# Regression Modelling Superconductivity Critical Temperature from Elemental Composition

In [1]:
# Base imports
import numpy as np
import pandas as pd
import matplotlib.pyplot as plt
import seaborn as sns
import scipy.stats as stats

# Pipeline and Modelling
from sklearn.preprocessing import StandardScaler, RobustScaler, MaxAbsScaler, SplineTransformer
from sklearn.linear_model import LinearRegression, Ridge, BayesianRidge, RidgeCV
from sklearn.svm import LinearSVR
from sklearn.ensemble import GradientBoostingRegressor, HistGradientBoostingRegressor
from sklearn.metrics import accuracy_score, r2_score, roc_auc_score, roc_curve
from xgboost import XGBRegressor

# Plot styles
plt.style.use('seaborn-v0_8-darkgrid')
plt.rcParams['axes.titleweight'] = 'bold'
plt.rcParams['axes.titlesize'] = 13
plt.rcParams['font.size'] = 11
from matplotlib.ticker import FuncFormatter

In [2]:
# Setting up same dataframes as EDA file
df = pd.read_csv('data/train.csv')
chemcomp = pd.read_csv('data/unique_m.csv')
norm_chemcomp = chemcomp.drop(columns=['critical_temp','material'])
norm_chemcomp = norm_chemcomp.div(norm_chemcomp.sum(axis=1),axis=0)
norm_chemcomp['critical_temp']=chemcomp['critical_temp']

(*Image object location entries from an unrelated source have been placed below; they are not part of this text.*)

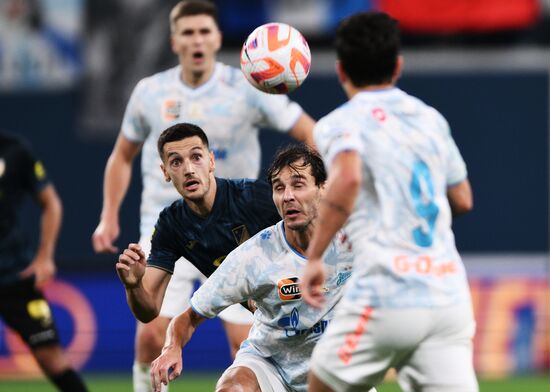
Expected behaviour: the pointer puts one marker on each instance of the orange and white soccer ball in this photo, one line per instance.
(275, 58)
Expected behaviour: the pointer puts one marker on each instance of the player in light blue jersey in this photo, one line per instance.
(217, 98)
(275, 356)
(395, 176)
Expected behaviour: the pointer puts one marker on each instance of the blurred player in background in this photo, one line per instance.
(275, 356)
(212, 217)
(397, 174)
(219, 99)
(22, 274)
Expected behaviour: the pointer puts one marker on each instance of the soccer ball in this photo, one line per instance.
(275, 58)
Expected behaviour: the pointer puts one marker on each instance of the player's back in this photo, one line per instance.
(402, 218)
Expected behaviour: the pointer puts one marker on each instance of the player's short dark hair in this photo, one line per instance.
(192, 8)
(367, 45)
(298, 156)
(179, 132)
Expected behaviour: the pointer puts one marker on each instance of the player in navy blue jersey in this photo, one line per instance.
(213, 217)
(22, 273)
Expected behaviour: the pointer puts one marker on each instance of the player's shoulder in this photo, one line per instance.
(158, 80)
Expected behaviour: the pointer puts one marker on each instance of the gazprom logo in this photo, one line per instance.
(289, 290)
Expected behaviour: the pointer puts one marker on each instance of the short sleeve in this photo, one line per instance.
(334, 136)
(456, 167)
(34, 174)
(230, 284)
(135, 126)
(163, 254)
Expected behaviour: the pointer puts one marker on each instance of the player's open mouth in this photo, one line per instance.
(291, 213)
(191, 185)
(198, 55)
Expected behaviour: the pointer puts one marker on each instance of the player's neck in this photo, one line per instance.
(299, 239)
(198, 78)
(203, 207)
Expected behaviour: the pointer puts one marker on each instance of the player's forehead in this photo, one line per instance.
(195, 23)
(293, 172)
(184, 147)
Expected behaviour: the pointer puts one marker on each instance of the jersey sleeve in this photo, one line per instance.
(230, 284)
(163, 254)
(277, 112)
(134, 123)
(337, 135)
(34, 176)
(456, 167)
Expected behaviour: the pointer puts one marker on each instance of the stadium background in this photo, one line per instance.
(67, 68)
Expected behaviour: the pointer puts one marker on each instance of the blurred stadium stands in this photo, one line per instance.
(67, 68)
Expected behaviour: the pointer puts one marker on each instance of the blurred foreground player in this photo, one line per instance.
(22, 304)
(396, 173)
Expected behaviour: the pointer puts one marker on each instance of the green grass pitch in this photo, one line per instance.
(204, 383)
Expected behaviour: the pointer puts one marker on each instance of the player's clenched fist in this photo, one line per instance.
(167, 367)
(131, 265)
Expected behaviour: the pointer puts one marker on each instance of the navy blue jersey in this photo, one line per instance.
(241, 209)
(21, 174)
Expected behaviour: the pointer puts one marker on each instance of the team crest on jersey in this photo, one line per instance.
(171, 109)
(240, 234)
(39, 170)
(289, 290)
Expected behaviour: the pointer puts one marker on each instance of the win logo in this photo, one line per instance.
(289, 289)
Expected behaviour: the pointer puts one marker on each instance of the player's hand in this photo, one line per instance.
(131, 265)
(43, 269)
(167, 367)
(312, 282)
(106, 232)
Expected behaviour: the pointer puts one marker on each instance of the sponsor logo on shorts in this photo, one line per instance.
(171, 109)
(289, 290)
(291, 322)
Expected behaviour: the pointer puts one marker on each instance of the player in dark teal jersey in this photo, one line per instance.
(213, 217)
(22, 304)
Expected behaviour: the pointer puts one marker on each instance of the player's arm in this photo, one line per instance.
(145, 287)
(169, 364)
(43, 265)
(460, 197)
(302, 129)
(118, 173)
(336, 206)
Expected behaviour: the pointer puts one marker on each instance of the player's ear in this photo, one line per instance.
(342, 76)
(212, 161)
(166, 176)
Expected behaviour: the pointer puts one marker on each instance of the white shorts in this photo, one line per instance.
(431, 349)
(181, 287)
(268, 377)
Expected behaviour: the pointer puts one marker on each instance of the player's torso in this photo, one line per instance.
(286, 329)
(401, 224)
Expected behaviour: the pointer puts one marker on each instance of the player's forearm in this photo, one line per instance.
(142, 303)
(50, 222)
(337, 204)
(181, 328)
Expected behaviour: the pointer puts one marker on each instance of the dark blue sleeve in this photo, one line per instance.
(34, 177)
(163, 251)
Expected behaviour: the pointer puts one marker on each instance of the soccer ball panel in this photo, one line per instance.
(275, 58)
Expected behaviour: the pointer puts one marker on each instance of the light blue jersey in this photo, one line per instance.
(266, 269)
(226, 107)
(401, 224)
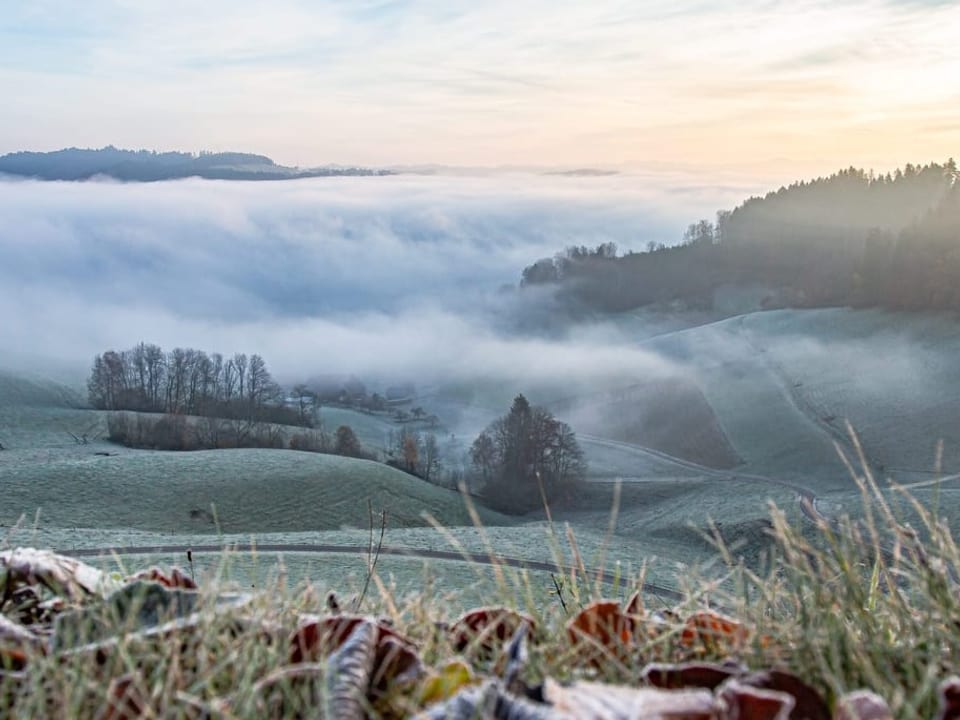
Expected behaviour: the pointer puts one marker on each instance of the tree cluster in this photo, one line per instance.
(525, 457)
(852, 238)
(185, 381)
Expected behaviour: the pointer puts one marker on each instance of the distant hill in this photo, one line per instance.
(149, 166)
(853, 238)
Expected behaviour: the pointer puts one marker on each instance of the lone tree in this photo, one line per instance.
(346, 442)
(521, 451)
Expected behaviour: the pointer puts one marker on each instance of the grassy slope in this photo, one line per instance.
(253, 491)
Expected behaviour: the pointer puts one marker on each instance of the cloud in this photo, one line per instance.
(496, 82)
(390, 277)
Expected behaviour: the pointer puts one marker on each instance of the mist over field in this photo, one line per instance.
(395, 276)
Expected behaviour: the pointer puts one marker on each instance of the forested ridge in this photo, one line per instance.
(852, 238)
(149, 165)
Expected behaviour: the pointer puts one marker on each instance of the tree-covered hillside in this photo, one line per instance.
(852, 238)
(149, 165)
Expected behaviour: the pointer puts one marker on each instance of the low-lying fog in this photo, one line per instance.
(396, 276)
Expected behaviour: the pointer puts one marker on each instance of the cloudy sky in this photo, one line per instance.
(778, 88)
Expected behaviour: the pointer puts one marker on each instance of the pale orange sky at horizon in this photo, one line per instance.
(776, 90)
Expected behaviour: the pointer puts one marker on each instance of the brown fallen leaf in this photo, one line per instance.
(60, 574)
(614, 702)
(862, 705)
(808, 703)
(601, 631)
(707, 630)
(744, 702)
(126, 700)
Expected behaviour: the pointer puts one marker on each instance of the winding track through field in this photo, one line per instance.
(807, 498)
(417, 553)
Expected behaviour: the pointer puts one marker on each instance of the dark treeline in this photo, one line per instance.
(149, 165)
(185, 381)
(852, 238)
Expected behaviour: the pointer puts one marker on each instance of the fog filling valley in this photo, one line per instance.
(397, 277)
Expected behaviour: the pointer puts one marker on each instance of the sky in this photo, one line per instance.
(777, 89)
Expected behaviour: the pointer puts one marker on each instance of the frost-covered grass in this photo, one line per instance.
(844, 606)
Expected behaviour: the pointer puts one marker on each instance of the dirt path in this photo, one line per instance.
(798, 401)
(806, 497)
(417, 553)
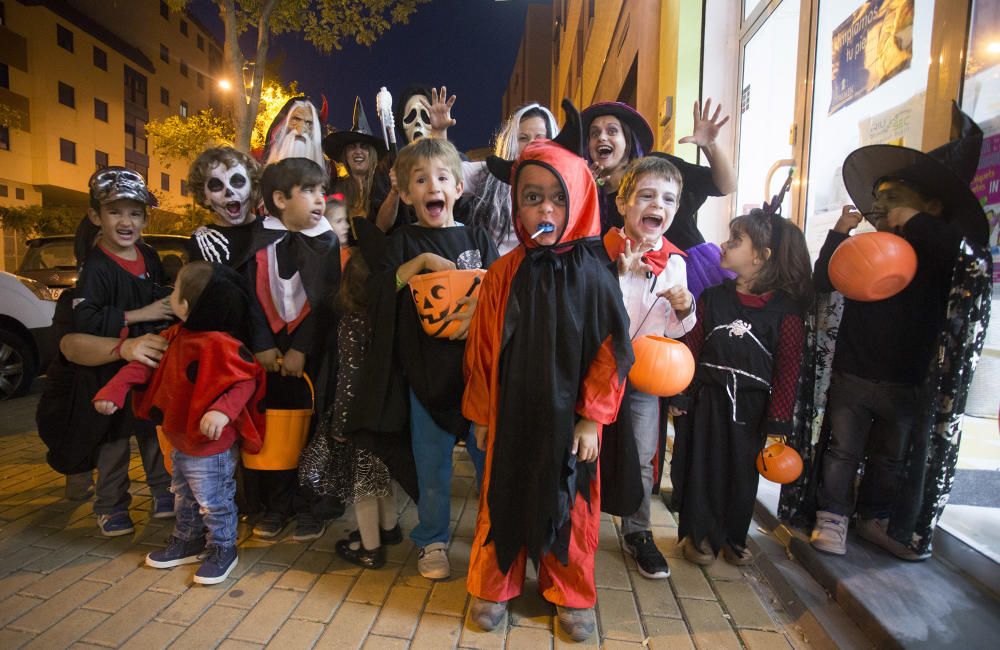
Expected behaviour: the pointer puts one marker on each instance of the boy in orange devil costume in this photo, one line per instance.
(545, 363)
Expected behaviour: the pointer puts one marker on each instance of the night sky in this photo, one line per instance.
(468, 45)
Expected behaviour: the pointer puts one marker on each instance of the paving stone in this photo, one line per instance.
(153, 636)
(401, 612)
(761, 640)
(209, 630)
(742, 603)
(129, 619)
(349, 627)
(44, 615)
(267, 617)
(667, 633)
(68, 630)
(709, 627)
(618, 614)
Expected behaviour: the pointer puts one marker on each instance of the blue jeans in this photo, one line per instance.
(432, 447)
(204, 490)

## Context from Exploratory Data Analysis
In our analysis, we noted high correlation between features derived from elemental properties, both weighted for composition proportion and not, and our target, the critical temperature (Tc) for superconduction. However we also noted high correlation between overall sample compositions and Tc, possibly largely influenced by the prevalence of cuprous boron oxide (*CBOx) superconductors in high-temperature superconduction research. Our task is then to ensure that our derived features create a better model than one derived from composition alone and the Tc is well-predicted for the full range of available temperatures and is not overfit to our *CBOx high Tc materials - that our features are meaningful APART from their connection to whether they typify a cuprous oxide.